Quand Madonna reste… Madonna

Ne me dites pas que, le soir venu, paisiblement installé dans votre lit, toutes lumières éteintes, vous ne vous êtes jamais remémoré des choses que vous aviez dites ou faites en ressentant une honte profonde. Même si la honte n’est pas un sentiment que je ressens souvent, ceux qui me connaissent vous le diront, j’ai, moi aussi, ressenti ce sentiment très récemment en me souvenant que j’avais écrit ça un jour.

Naïveté, débilité profonde, trisomie latente? Je ne sais pas ce qui clochait chez moi. Ce que je sais c’est que je ne pourrais plus écrire les choses de cette manière aujourd’hui. Je ne pourrais plus dire que je ne suis pas fan de Madonna. Tout simplement parce que cela reviendrait à me mentir à moi-même. Et me mentir à moi-même aux portes de 2012 serait malvenu.

Parce que l’année 2012 sera l’année de la Reine!

Et force est de constater que cette perspective me rend euphorique au plus haut point… J’ai l’impression de retrouver mes soixante ans.

Pour toi que la carrière de Madonna ne passionne pas – mécréant – voici un résumé de ce qui nous attend en 2012 en trois lignes.

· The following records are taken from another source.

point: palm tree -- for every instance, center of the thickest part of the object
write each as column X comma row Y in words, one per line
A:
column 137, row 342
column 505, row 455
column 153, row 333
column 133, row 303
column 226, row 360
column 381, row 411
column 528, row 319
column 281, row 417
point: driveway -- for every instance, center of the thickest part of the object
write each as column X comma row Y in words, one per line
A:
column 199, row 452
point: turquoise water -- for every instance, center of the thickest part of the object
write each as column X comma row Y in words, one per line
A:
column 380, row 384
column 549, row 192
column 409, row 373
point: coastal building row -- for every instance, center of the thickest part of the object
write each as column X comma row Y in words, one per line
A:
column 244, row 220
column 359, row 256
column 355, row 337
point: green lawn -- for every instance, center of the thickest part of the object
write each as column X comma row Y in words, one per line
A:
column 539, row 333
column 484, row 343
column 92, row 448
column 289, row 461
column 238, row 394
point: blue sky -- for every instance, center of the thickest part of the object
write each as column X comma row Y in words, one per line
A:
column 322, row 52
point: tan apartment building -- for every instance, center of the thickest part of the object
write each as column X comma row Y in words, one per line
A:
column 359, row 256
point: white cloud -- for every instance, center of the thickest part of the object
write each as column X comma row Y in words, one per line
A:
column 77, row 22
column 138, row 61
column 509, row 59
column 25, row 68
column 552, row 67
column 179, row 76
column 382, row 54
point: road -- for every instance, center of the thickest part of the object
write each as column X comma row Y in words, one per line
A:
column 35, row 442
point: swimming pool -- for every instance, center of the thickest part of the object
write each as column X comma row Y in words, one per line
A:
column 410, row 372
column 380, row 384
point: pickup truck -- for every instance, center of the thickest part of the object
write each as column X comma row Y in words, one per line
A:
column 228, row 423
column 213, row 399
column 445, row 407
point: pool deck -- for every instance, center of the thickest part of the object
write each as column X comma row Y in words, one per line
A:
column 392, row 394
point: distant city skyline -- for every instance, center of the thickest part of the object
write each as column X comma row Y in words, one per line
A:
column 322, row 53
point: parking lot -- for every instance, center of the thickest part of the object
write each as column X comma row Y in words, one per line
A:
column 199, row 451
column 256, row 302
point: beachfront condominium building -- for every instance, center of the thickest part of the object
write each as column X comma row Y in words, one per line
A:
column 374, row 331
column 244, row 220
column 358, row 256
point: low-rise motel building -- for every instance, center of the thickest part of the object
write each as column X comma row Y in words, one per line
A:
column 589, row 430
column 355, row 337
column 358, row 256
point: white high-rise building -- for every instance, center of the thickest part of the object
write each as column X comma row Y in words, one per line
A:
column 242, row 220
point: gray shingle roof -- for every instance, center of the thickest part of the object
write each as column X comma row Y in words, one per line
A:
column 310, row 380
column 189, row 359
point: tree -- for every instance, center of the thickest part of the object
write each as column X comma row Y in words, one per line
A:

Un film à aller voir absolument…

Un album à écouter absolument en boucle…

Un concert au stade de France le 14 juillet 2012 à savourer absolument.

Et pourtant, même moi, fan de la première heure, je dois le reconnaître: il n’y a rien de bien nouveau dans tout ça.

Madonna est connue pour être la reine de la réinvention – ce qui est plus un argument marketing qu’une réalité. Mais à cinquante-trois ans peut-on encore se réinventer? N’a-t-on pas la sensation d’avoir déjà tout fait? Ne tourne-t-on pas en rond dans son propre univers jusqu’à s’autocaricaturer à l’infini?

Ça n’étonne personne que Francis Cabrel chante en boucle la même chanson depuis 1976, que Mylène Farmer se suicide dans chaque nouveau morceau, que Zazie débite un jeu de mot foireux toutes les quarante-cinq secondes… Mais Madonna se doit d’aller sans cesse de l’avant, de ne jamais regarder dans le rétroviseur, de nous étonner sans cesse un peu plus… Parce que c’est là-dessus qu’elle joue depuis le démarrage de sa carrière. Elle est prisonnière de l’image qu’elle s’est elle-même évertuée à entretenir… Comme nous le sommes tous.

Pourtant, toute Madonna qu’elle est, à cinquante-trois ans, elle n’a plus la même fraîcheur, ses idées ne sont plus aussi révolutionnaires. Elle s’est elle même condamnée à faire du Madonna ad vitam aeternam.

Cette question peut paraître superficielle quand on l’applique à quelque chose d’aussi inutile que la carrière d’un artiste… Mais elle est en réalité plus profonde.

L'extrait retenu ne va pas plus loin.